In der anschließenden Aussprache waren die Redner weniger zimperlich mit Bobic und lasen ihm heftig die Leviten. Auch dem Aufsichtsrat verpassten die Mitglieder einen Denkzettel: Sie verweigerten ihm die Entlastung. Verhaltene Zustimmung gab es dagegen für Bernd Wahler. Kein Vergleich zur Mitgliederversammlung vor einem Jahr, als Wahler unter Begeisterungsstürmen ins Präsidentenamt gewählt wurde. Eine schlechte Spielzeit später blieb für ihn nicht mehr als Höflichkeitsapplaus.

Der Vereinschef tat es Bobic nach und übte sich ebenfalls in Demut. Ja, auch er habe Fehler gemacht, bekannte Wahler. Auch er habe die sportliche Situation lange unterschätzt. Aber damit wollte es der Präsident mit dem Blick zurück auch gut sein lassen. Seine Aufgabe ist es nun, den Verein fit für die Zukunft zu machen. Zentraler Baustein seiner Präsidentschaft soll neben einer Marken-Kampagne („Furchtlos und treu“) die Ausgliederung der Profiabteilung werden. „Um den VfB wettbewerbsfähig zu halten, führt kein Weg daran vorbei“, sagte Wahler. Er führte den Mitgliedern noch einmal den entscheidenden Vorteil vor Augen: Das Geld. Wahler bestätigte am Montag, was unsere Zeitung bereits berichtet hatte: Den Einstieg von Daimler als Investor. Wie aus dem Haus mit dem Stern zu hören ist, sind die Daimler-Granden bereit, mit 20 Millionen Euro in die VfB AG einzusteigen. Bis zu 25 Prozent seiner Anteile will der VfB verkaufen – insgesamt 70 Millionen könnten so zusammenkommen. Wahler versprach, aus dem VfB keinen Werkclub wie Hoffenheim oder Leverkusen zu machen. Deshalb auch keine GmbH, sondern eine AG, die den Einstieg mehrerer Investoren ermöglicht.„Nicht jeder Wettbewerber ist mit einer Ausgliederung erfolgreich. Aber für künftige Erfolge ist sie zwingend erforderlich“, appellierte Wahler an den Anhang, seine Pläne nicht aus bloßem Protest abzubügeln.

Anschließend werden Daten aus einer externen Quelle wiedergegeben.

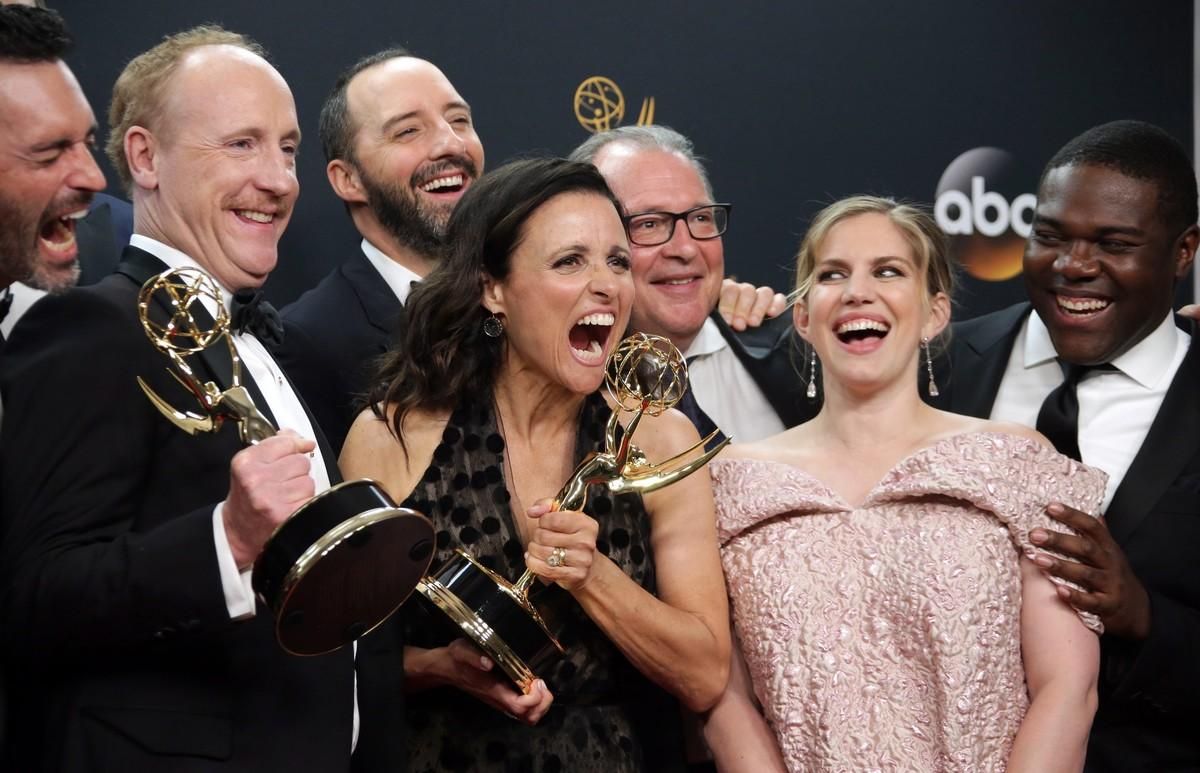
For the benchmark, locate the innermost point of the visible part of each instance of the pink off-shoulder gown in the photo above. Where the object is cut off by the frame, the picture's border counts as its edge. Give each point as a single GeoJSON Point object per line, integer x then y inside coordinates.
{"type": "Point", "coordinates": [887, 636]}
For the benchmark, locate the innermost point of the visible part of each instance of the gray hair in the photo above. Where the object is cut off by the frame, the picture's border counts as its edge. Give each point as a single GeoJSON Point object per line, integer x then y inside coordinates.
{"type": "Point", "coordinates": [661, 138]}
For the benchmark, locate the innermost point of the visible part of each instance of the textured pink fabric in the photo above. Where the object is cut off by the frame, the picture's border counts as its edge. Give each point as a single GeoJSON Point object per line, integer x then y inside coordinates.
{"type": "Point", "coordinates": [887, 637]}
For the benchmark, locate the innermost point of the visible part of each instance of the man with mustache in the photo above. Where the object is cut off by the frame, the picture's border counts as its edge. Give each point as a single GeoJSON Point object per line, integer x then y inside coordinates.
{"type": "Point", "coordinates": [129, 618]}
{"type": "Point", "coordinates": [401, 150]}
{"type": "Point", "coordinates": [47, 171]}
{"type": "Point", "coordinates": [1098, 363]}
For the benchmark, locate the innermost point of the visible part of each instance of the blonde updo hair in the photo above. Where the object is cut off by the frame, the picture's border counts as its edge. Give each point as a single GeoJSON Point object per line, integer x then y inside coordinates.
{"type": "Point", "coordinates": [918, 228]}
{"type": "Point", "coordinates": [141, 89]}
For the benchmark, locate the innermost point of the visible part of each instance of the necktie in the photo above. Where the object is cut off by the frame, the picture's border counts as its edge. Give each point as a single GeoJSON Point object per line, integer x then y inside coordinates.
{"type": "Point", "coordinates": [5, 303]}
{"type": "Point", "coordinates": [690, 408]}
{"type": "Point", "coordinates": [1059, 417]}
{"type": "Point", "coordinates": [250, 312]}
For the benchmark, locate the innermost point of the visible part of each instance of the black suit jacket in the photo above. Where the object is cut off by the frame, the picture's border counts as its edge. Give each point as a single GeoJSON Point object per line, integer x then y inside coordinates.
{"type": "Point", "coordinates": [1150, 690]}
{"type": "Point", "coordinates": [334, 335]}
{"type": "Point", "coordinates": [123, 655]}
{"type": "Point", "coordinates": [773, 354]}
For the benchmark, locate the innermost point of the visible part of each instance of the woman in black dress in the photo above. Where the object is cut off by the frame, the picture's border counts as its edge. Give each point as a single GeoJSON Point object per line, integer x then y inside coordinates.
{"type": "Point", "coordinates": [479, 415]}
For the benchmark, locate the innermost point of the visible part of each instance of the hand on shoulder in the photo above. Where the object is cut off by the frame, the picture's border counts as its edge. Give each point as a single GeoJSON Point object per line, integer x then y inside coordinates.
{"type": "Point", "coordinates": [1020, 430]}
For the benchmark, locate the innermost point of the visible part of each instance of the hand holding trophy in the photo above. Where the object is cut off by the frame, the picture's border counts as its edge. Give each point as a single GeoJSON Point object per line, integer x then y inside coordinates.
{"type": "Point", "coordinates": [345, 559]}
{"type": "Point", "coordinates": [646, 375]}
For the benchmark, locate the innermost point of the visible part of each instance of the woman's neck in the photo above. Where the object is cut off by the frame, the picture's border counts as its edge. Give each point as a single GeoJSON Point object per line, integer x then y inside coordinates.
{"type": "Point", "coordinates": [532, 407]}
{"type": "Point", "coordinates": [892, 417]}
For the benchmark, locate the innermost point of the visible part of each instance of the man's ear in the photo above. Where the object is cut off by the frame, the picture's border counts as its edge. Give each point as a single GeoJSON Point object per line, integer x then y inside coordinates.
{"type": "Point", "coordinates": [1186, 251]}
{"type": "Point", "coordinates": [142, 156]}
{"type": "Point", "coordinates": [493, 295]}
{"type": "Point", "coordinates": [939, 316]}
{"type": "Point", "coordinates": [345, 179]}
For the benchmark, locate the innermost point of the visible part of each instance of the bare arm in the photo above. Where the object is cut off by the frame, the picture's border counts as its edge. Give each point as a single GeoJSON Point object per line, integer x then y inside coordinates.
{"type": "Point", "coordinates": [681, 637]}
{"type": "Point", "coordinates": [736, 730]}
{"type": "Point", "coordinates": [1061, 660]}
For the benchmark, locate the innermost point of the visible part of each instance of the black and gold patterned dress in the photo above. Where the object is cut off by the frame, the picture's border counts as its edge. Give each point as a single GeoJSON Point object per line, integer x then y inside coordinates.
{"type": "Point", "coordinates": [606, 715]}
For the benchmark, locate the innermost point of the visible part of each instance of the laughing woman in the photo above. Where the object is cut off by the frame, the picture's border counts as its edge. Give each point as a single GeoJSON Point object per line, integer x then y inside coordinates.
{"type": "Point", "coordinates": [480, 414]}
{"type": "Point", "coordinates": [877, 557]}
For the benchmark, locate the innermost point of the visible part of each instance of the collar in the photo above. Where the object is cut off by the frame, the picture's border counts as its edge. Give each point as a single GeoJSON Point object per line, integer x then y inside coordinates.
{"type": "Point", "coordinates": [708, 341]}
{"type": "Point", "coordinates": [400, 279]}
{"type": "Point", "coordinates": [1146, 361]}
{"type": "Point", "coordinates": [177, 259]}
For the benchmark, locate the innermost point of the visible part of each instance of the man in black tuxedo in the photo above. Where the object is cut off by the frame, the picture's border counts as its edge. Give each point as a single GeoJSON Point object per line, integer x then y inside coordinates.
{"type": "Point", "coordinates": [47, 169]}
{"type": "Point", "coordinates": [127, 615]}
{"type": "Point", "coordinates": [1114, 231]}
{"type": "Point", "coordinates": [47, 172]}
{"type": "Point", "coordinates": [747, 383]}
{"type": "Point", "coordinates": [401, 150]}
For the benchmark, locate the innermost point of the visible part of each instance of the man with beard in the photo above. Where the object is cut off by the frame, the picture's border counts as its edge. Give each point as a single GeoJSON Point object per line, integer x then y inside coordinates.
{"type": "Point", "coordinates": [47, 171]}
{"type": "Point", "coordinates": [402, 149]}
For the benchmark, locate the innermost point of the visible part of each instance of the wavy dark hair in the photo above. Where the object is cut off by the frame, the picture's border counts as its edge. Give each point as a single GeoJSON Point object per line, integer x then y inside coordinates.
{"type": "Point", "coordinates": [442, 358]}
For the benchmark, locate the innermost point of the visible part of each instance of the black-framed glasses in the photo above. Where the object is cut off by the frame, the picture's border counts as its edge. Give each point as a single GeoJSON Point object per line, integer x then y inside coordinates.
{"type": "Point", "coordinates": [649, 229]}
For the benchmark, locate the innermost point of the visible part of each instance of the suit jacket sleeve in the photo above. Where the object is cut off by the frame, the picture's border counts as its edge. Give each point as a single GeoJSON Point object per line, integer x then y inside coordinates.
{"type": "Point", "coordinates": [84, 564]}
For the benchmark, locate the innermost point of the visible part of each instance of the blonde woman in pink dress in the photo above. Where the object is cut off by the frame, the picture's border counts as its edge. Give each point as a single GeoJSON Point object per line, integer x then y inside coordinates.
{"type": "Point", "coordinates": [877, 557]}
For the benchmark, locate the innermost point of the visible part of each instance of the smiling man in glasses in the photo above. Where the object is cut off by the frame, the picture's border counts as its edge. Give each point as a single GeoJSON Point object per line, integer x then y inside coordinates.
{"type": "Point", "coordinates": [745, 383]}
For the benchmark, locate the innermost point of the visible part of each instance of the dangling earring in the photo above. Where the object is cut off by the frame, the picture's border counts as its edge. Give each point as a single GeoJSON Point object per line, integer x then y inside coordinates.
{"type": "Point", "coordinates": [811, 393]}
{"type": "Point", "coordinates": [929, 367]}
{"type": "Point", "coordinates": [493, 328]}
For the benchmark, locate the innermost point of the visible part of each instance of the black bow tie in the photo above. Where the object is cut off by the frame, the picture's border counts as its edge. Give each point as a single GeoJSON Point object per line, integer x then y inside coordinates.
{"type": "Point", "coordinates": [250, 312]}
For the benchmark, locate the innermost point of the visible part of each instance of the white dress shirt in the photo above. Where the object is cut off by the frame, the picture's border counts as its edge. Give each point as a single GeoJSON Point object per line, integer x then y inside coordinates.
{"type": "Point", "coordinates": [283, 405]}
{"type": "Point", "coordinates": [399, 277]}
{"type": "Point", "coordinates": [1115, 407]}
{"type": "Point", "coordinates": [726, 391]}
{"type": "Point", "coordinates": [288, 413]}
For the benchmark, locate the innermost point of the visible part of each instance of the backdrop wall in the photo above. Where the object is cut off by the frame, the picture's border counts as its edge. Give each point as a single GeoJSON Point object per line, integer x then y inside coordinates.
{"type": "Point", "coordinates": [793, 103]}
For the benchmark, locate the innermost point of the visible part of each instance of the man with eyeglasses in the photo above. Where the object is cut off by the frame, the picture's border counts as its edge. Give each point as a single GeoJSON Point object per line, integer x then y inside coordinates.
{"type": "Point", "coordinates": [745, 383]}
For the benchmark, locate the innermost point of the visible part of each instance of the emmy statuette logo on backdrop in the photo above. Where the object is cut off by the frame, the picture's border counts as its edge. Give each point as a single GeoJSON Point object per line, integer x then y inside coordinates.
{"type": "Point", "coordinates": [348, 557]}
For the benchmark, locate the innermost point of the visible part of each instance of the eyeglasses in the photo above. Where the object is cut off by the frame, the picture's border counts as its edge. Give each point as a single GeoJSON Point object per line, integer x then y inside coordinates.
{"type": "Point", "coordinates": [707, 221]}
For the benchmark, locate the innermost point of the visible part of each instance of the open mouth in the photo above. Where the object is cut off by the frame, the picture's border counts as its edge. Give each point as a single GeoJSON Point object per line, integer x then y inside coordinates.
{"type": "Point", "coordinates": [862, 330]}
{"type": "Point", "coordinates": [1075, 306]}
{"type": "Point", "coordinates": [589, 335]}
{"type": "Point", "coordinates": [58, 234]}
{"type": "Point", "coordinates": [256, 216]}
{"type": "Point", "coordinates": [444, 184]}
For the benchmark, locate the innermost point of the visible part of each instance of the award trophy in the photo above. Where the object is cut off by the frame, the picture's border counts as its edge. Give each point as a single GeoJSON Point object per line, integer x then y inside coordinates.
{"type": "Point", "coordinates": [347, 558]}
{"type": "Point", "coordinates": [646, 375]}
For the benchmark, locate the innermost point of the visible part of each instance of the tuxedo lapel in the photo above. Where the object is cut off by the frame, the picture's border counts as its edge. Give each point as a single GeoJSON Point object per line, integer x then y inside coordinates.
{"type": "Point", "coordinates": [1173, 441]}
{"type": "Point", "coordinates": [979, 353]}
{"type": "Point", "coordinates": [139, 265]}
{"type": "Point", "coordinates": [771, 355]}
{"type": "Point", "coordinates": [327, 450]}
{"type": "Point", "coordinates": [383, 310]}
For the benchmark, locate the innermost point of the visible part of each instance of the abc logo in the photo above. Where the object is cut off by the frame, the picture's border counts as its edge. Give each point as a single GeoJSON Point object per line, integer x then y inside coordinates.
{"type": "Point", "coordinates": [979, 205]}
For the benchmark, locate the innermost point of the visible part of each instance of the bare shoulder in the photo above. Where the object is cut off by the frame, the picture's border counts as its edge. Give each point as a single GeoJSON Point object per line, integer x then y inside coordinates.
{"type": "Point", "coordinates": [787, 445]}
{"type": "Point", "coordinates": [372, 449]}
{"type": "Point", "coordinates": [1019, 430]}
{"type": "Point", "coordinates": [664, 435]}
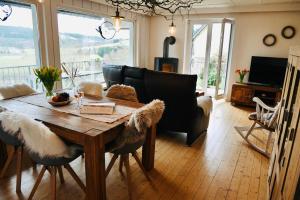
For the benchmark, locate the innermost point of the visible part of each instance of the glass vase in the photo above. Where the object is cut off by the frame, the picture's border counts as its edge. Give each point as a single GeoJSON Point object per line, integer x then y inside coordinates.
{"type": "Point", "coordinates": [48, 88]}
{"type": "Point", "coordinates": [242, 78]}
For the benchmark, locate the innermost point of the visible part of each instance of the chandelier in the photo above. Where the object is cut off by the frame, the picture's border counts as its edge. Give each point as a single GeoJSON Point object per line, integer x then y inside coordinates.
{"type": "Point", "coordinates": [155, 7]}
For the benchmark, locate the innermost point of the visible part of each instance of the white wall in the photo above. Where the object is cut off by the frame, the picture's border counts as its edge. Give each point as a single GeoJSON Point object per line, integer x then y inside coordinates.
{"type": "Point", "coordinates": [250, 28]}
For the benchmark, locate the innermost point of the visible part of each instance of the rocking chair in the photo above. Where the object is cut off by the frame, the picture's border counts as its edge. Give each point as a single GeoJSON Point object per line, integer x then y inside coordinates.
{"type": "Point", "coordinates": [265, 117]}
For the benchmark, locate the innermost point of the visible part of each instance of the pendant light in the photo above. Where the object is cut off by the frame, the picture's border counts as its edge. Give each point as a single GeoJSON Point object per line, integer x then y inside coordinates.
{"type": "Point", "coordinates": [117, 20]}
{"type": "Point", "coordinates": [172, 28]}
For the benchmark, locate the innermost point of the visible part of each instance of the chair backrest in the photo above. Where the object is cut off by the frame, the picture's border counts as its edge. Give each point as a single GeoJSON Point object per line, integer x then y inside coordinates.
{"type": "Point", "coordinates": [265, 114]}
{"type": "Point", "coordinates": [135, 131]}
{"type": "Point", "coordinates": [123, 92]}
{"type": "Point", "coordinates": [6, 137]}
{"type": "Point", "coordinates": [91, 88]}
{"type": "Point", "coordinates": [15, 91]}
{"type": "Point", "coordinates": [34, 135]}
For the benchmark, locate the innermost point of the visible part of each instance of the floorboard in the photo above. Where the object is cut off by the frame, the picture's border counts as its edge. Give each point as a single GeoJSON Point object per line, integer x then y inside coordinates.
{"type": "Point", "coordinates": [220, 165]}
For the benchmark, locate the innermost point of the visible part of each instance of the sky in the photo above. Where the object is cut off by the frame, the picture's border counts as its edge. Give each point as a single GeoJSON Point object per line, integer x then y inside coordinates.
{"type": "Point", "coordinates": [20, 17]}
{"type": "Point", "coordinates": [67, 23]}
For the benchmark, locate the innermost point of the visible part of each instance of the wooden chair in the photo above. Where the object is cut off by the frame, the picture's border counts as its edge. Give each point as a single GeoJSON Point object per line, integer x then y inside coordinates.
{"type": "Point", "coordinates": [13, 145]}
{"type": "Point", "coordinates": [14, 148]}
{"type": "Point", "coordinates": [54, 165]}
{"type": "Point", "coordinates": [133, 137]}
{"type": "Point", "coordinates": [265, 117]}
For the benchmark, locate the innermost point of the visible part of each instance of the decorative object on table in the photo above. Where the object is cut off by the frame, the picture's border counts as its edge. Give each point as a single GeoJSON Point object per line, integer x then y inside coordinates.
{"type": "Point", "coordinates": [269, 40]}
{"type": "Point", "coordinates": [15, 91]}
{"type": "Point", "coordinates": [44, 146]}
{"type": "Point", "coordinates": [117, 20]}
{"type": "Point", "coordinates": [265, 117]}
{"type": "Point", "coordinates": [123, 92]}
{"type": "Point", "coordinates": [242, 73]}
{"type": "Point", "coordinates": [106, 30]}
{"type": "Point", "coordinates": [98, 108]}
{"type": "Point", "coordinates": [5, 11]}
{"type": "Point", "coordinates": [72, 73]}
{"type": "Point", "coordinates": [60, 99]}
{"type": "Point", "coordinates": [48, 76]}
{"type": "Point", "coordinates": [288, 32]}
{"type": "Point", "coordinates": [93, 89]}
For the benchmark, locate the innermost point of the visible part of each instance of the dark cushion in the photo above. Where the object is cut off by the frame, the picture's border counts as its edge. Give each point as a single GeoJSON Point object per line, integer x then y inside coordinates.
{"type": "Point", "coordinates": [178, 93]}
{"type": "Point", "coordinates": [134, 76]}
{"type": "Point", "coordinates": [113, 74]}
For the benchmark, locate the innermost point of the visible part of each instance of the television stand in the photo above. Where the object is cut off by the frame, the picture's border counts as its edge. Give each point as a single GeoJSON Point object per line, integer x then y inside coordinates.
{"type": "Point", "coordinates": [243, 93]}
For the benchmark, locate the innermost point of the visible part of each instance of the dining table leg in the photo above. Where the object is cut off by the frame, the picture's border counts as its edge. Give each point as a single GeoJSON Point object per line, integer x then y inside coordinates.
{"type": "Point", "coordinates": [149, 149]}
{"type": "Point", "coordinates": [95, 168]}
{"type": "Point", "coordinates": [3, 154]}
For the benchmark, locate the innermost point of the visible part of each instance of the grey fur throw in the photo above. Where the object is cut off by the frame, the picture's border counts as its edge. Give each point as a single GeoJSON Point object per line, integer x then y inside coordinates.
{"type": "Point", "coordinates": [142, 119]}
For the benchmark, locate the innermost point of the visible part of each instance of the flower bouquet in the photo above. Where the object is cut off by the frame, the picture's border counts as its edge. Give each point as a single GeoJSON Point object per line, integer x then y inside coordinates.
{"type": "Point", "coordinates": [242, 73]}
{"type": "Point", "coordinates": [48, 76]}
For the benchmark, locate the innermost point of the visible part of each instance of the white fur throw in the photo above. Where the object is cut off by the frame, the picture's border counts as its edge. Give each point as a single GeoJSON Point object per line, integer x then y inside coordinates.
{"type": "Point", "coordinates": [136, 129]}
{"type": "Point", "coordinates": [91, 88]}
{"type": "Point", "coordinates": [124, 92]}
{"type": "Point", "coordinates": [205, 102]}
{"type": "Point", "coordinates": [35, 136]}
{"type": "Point", "coordinates": [15, 91]}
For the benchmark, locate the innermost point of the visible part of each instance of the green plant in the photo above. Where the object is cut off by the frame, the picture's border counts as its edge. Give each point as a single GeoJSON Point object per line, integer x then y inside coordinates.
{"type": "Point", "coordinates": [48, 76]}
{"type": "Point", "coordinates": [212, 73]}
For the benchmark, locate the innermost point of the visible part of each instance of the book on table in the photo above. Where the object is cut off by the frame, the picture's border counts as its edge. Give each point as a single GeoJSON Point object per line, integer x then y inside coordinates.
{"type": "Point", "coordinates": [98, 108]}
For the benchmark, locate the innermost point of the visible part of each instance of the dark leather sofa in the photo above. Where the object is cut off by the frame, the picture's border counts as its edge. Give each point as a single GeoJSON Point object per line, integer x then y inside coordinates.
{"type": "Point", "coordinates": [177, 91]}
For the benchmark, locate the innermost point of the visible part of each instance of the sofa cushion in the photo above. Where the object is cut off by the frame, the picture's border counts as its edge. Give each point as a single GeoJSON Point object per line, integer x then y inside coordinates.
{"type": "Point", "coordinates": [178, 93]}
{"type": "Point", "coordinates": [113, 74]}
{"type": "Point", "coordinates": [134, 77]}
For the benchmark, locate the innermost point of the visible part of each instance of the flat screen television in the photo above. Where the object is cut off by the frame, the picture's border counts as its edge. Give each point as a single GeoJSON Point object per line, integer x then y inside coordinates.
{"type": "Point", "coordinates": [267, 71]}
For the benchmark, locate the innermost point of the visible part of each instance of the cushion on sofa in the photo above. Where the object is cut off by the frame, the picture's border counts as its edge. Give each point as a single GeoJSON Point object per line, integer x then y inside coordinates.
{"type": "Point", "coordinates": [113, 74]}
{"type": "Point", "coordinates": [178, 93]}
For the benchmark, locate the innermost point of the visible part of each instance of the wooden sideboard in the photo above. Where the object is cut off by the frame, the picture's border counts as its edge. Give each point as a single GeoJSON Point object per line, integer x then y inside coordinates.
{"type": "Point", "coordinates": [284, 168]}
{"type": "Point", "coordinates": [242, 94]}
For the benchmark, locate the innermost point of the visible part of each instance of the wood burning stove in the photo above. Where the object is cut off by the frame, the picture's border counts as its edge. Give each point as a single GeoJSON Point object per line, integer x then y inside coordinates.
{"type": "Point", "coordinates": [165, 63]}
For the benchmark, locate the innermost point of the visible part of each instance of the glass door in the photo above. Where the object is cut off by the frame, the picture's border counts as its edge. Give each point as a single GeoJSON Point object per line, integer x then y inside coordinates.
{"type": "Point", "coordinates": [209, 57]}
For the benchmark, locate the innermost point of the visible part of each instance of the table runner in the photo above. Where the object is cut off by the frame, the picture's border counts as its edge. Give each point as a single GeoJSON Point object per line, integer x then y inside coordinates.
{"type": "Point", "coordinates": [119, 113]}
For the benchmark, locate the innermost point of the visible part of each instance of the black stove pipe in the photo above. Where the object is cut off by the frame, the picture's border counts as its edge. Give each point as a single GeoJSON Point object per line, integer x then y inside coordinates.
{"type": "Point", "coordinates": [168, 41]}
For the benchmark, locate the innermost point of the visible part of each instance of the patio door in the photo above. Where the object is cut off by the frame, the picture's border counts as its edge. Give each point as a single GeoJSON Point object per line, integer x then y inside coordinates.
{"type": "Point", "coordinates": [208, 54]}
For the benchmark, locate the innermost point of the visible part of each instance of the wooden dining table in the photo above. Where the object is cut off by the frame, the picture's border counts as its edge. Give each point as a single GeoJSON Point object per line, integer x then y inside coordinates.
{"type": "Point", "coordinates": [93, 135]}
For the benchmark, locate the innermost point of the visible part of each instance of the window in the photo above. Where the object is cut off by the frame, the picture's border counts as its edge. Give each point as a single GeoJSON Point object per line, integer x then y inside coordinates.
{"type": "Point", "coordinates": [82, 47]}
{"type": "Point", "coordinates": [19, 52]}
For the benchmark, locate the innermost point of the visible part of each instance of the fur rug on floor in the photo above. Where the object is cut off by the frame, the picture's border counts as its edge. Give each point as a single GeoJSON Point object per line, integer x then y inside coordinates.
{"type": "Point", "coordinates": [37, 138]}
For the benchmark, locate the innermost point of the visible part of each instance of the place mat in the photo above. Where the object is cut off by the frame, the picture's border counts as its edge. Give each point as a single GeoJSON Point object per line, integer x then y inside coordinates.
{"type": "Point", "coordinates": [119, 113]}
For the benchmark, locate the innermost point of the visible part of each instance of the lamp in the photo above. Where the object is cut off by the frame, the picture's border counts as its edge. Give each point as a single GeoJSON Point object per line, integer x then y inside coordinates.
{"type": "Point", "coordinates": [172, 28]}
{"type": "Point", "coordinates": [117, 20]}
{"type": "Point", "coordinates": [156, 7]}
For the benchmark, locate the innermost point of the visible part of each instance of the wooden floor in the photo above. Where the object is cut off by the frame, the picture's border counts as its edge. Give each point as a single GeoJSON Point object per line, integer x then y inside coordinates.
{"type": "Point", "coordinates": [220, 165]}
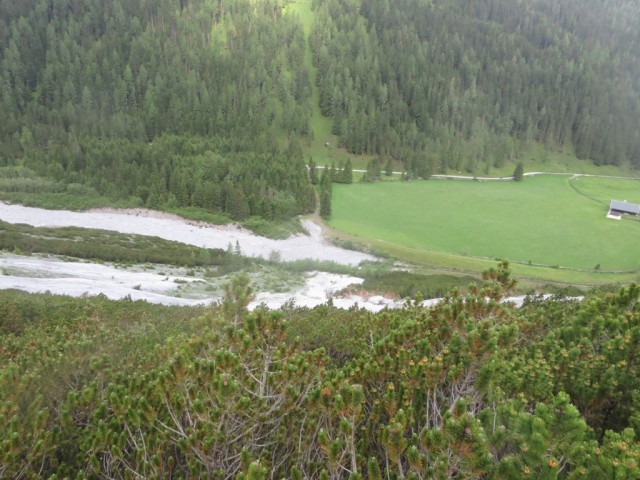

Das taten sie auch nicht. Im Gegenteil: Die Vision des Präsidenten stieß – für viele überraschend – auf grundsätzliche Zustimmung. Klar ist aber auch, dass die Verantwortlichen in Vorstand und Aufsichtsrat noch viel Überzeugungsarbeit leisten müssen, um bei einer außerordentlichen Mitgliederversammlung voraussichtlich im kommenden Frühjahr die erforderliche Dreiviertelmehrheit zu erreichen.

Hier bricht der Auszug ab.